Esses valores correspondem a crimes cometidos entre janeiro de 2009 e fevereiro de 2020. A dívida se torna cada vez maior, com o passar do tempo, devido à correção monetária anual, à incidência de juros mensais e ao acréscimo constante de novos débitos.

“Há créditos usados indevidamente, ICMS-ST que deixou de ser pago por cálculos irregulares e apropriação indevida de valores. É uma série de autuações e débitos que fazem com que essa dívida vire uma bola de neve”. Grande parte dos processos ainda tramita em fase de inquérito. Entretanto, a maioria já foi denunciada e sentenciada, com condenações de dirigentes da empresa a penas que variam de seis e sete anos e meio de prisão.

Além do impacto direto aos cofres públicos, a situação também atinge fornecedores que deixam de receber valores significativos.

Fontes empresariais ouvidas por O Liberal relatam que, há décadas, recursos que deveriam quitar tributos no Brasil eram enviados para a Alemanha, país onde os acionistas da Cerpasa residem por grande parte do ano.

Linha do tempo do caso Cerpasa

1966 - A empresa é fundada pelo imigrante alemão Karl Seibel, instalando-a junto às margens da Baía do Guajará.

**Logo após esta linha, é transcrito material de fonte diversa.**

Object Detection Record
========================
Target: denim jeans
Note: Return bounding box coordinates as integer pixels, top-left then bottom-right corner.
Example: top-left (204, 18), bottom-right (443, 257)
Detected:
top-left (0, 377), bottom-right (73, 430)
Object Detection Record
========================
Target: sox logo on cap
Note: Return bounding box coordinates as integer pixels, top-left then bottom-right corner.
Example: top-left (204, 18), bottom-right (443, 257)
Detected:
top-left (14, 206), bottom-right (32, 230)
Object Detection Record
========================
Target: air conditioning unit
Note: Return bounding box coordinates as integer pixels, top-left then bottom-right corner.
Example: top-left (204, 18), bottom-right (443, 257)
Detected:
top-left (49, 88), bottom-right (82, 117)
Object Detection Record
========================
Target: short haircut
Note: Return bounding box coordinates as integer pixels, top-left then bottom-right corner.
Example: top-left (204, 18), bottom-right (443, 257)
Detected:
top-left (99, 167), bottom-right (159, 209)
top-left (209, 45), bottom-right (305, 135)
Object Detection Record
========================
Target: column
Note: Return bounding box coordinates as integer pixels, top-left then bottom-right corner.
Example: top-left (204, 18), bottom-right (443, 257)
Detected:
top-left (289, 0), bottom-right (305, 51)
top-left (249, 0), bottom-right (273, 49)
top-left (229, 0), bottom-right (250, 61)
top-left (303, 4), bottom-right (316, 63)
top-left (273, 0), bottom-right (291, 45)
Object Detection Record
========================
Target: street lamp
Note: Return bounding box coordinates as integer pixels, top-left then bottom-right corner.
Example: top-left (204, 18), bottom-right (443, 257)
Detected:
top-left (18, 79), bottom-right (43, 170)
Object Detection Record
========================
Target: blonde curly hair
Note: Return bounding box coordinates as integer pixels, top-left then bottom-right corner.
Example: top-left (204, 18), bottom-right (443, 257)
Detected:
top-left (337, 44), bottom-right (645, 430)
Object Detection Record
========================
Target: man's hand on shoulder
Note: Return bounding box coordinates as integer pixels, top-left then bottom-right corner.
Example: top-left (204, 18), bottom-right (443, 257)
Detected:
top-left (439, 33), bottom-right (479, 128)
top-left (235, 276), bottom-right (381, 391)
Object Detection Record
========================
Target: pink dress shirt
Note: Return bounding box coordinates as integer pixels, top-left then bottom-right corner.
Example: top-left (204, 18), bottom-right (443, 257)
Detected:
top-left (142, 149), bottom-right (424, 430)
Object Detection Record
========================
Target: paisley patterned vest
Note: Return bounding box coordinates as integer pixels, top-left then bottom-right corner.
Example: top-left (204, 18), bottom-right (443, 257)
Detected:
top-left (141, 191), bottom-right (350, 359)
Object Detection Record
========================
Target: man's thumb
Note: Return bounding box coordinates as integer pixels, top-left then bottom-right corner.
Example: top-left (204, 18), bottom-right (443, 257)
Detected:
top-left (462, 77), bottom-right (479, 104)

Os produtos fabricados tinham influência da Europa;

2002 - Segundo investigações do Ministério Público Federal (MPF), o ex-governador do Pará, Simão Jatene, é acusado de receber propina da Cerpasa em troca de um perdão de dívidas.

2003 a 2004 - Uma operação de busca e apreensão da Polícia Federal (PF) na sede da Cerpasa revelou o pagamento de R$ 12,5 milhões, em prestações, no fim do mandato de Almir Gabriel e nos dois primeiros anos do governo de Simão Jatene;

2009 - De acordo com as investigações, a empresa cometeu sonegação fiscal pelo uso de crédito indevido, de junho a outubro;

2013 - A Cerpasa é acusada de sonegação fiscal pelo uso de crédito indevido. Nesse ano, o MPPA apurou o mesmo crime, mas referente ao ICMS;

2016 - A empresa é acusada de sonegação fiscal pelo uso de crédito inexistente, sem autorização prévia do Fisco;

2017 a 2018 - O MPPA acusa a Cerpasa de crime de apropriação indébita tributária de ICMS próprio;

2018 - O Superior Tribunal de Justiça (STF) rejeitou, por 12 votos a 1, a denúncia contra o ex-governador do Pará, Simão Jatene, por participação no Caso Cerpasa. Antes, ele era réu por corrupção passiva;

2021 - A Justiça condenou os dirigentes da Cerpasa, Helga Irmengard Jutta Seibel, José Ibrahim Sassim Dahas, e Paulo César Noveline, por crimes contra a ordem tributária e de sonegação fiscal;

2023 - O STF dá parecer positivo ao uso de dados do Coaf pelo MPPA no caso Cerpasa;

2025 - TJPA reconhece Cerpasa como devedora contumaz.